Copying error leads to two-month wait for warning sirens

By Mark Noack [ mark@hmbreview.com ]
Published/Last Modified on Wednesday, Jul 02, 2008 - 01:10:19 pm PDT

Efforts to put two tsunami warning sirens in Half Moon Bay have been delayed for the second time after a California Environmental Quality Act study.

Originally scheduled for last week’s Planning Commission meeting, discussion of the two sirens was delayed after officials discovered a copying error that cut off the back pages of an appendix to the CEQA study.

Planning Director Steve Flint said city officials decided they had to postpone the Planning Commission review until August after discovering the error. That will allow them enough time to circulate the full copy to the various state agencies and get feedback.

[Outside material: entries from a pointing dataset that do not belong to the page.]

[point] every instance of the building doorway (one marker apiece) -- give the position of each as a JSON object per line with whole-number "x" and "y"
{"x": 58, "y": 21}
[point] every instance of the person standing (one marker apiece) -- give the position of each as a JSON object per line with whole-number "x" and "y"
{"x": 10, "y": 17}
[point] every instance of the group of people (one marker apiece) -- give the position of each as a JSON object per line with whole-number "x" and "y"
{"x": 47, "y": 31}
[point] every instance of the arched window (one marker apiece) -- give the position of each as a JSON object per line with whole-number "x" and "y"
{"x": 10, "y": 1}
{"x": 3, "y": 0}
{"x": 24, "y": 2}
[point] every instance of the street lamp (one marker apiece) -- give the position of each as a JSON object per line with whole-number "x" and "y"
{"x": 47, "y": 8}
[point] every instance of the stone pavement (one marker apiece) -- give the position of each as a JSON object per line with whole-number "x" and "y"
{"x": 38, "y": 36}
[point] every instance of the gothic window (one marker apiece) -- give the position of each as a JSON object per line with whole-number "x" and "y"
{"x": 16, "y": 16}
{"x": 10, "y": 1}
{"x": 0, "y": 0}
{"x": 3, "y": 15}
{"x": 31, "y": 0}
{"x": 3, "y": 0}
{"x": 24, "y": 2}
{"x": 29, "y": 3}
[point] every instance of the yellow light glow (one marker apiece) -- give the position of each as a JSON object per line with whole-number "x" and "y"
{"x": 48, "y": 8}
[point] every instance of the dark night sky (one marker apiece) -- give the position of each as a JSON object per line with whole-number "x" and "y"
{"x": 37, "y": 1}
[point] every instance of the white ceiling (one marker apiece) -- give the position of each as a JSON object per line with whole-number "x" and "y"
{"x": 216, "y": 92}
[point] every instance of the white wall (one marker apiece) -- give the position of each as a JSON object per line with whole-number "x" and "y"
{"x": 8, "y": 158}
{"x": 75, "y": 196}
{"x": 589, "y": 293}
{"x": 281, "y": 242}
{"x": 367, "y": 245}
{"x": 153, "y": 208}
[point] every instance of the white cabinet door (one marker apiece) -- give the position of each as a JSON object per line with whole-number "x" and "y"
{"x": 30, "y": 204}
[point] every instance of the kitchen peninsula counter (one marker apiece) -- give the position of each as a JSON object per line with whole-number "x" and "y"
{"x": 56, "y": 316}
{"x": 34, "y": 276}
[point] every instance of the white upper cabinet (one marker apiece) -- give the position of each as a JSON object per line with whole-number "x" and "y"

But for Jim Asche, a manager at the San Mateo County Office of Emergency Services, this is another delay for an application he sent in more than a year ago.

“It’s unfortunate,” he said. “Half Moon Bay is one of the first places we purchased for the sirens. It’s just a little more red tape.

“They’re going through with this very cautiously and slow,” Asche said. “Half Moon Bay does considerably more staff work than other areas.”

The two sirens for the city would both be placed off Highway 1, one on the north side of the Nurserymen’s Exchange property, and the other by the south side of the sewer treatment facility.

Four other warning sirens have already been approved and installed along the Coastside: two in Pacifica, one in El Granada and one in Princeton. Asche says those sirens took about six to eight months to gain approval.

Chairman Tom Roman of the Planning Commission says that the two Half Moon Bay sirens were originally delayed in February because former City Attorney Adam Lindgren believed that a CEQA study was necessary.

Jimmy Benjamin, a resident who lives close to one of the proposed siren sites, requested the CEQA study. Benjamin said the sirens were poorly located because the sound would not carry over to the city center or to the beach.

The CEQA study, consisting of more than a hundred pages, took months for city planning staff to put together and submit to state agencies.

Roman discovered that the report was missing pages, leading him and his colleagues on the commission to delay the siren review. Nonetheless, planning commissioners say the missing pages went unnoticed by all the state agencies that received the report.

Asche says he isn’t troubled by this second round of delays; he is confident the sirens will be approved when the Planning Commission returns to look at the plans at its August meeting.

Some of the new emergency sirens are replacing the former civil defense sirens from the Cold War days, Asche said.

“I chuckled that when they put those in back in the ‘50s and ‘60s, they just put them in,” he said. “There was no Coastal Commission, or negative declarations or anything.”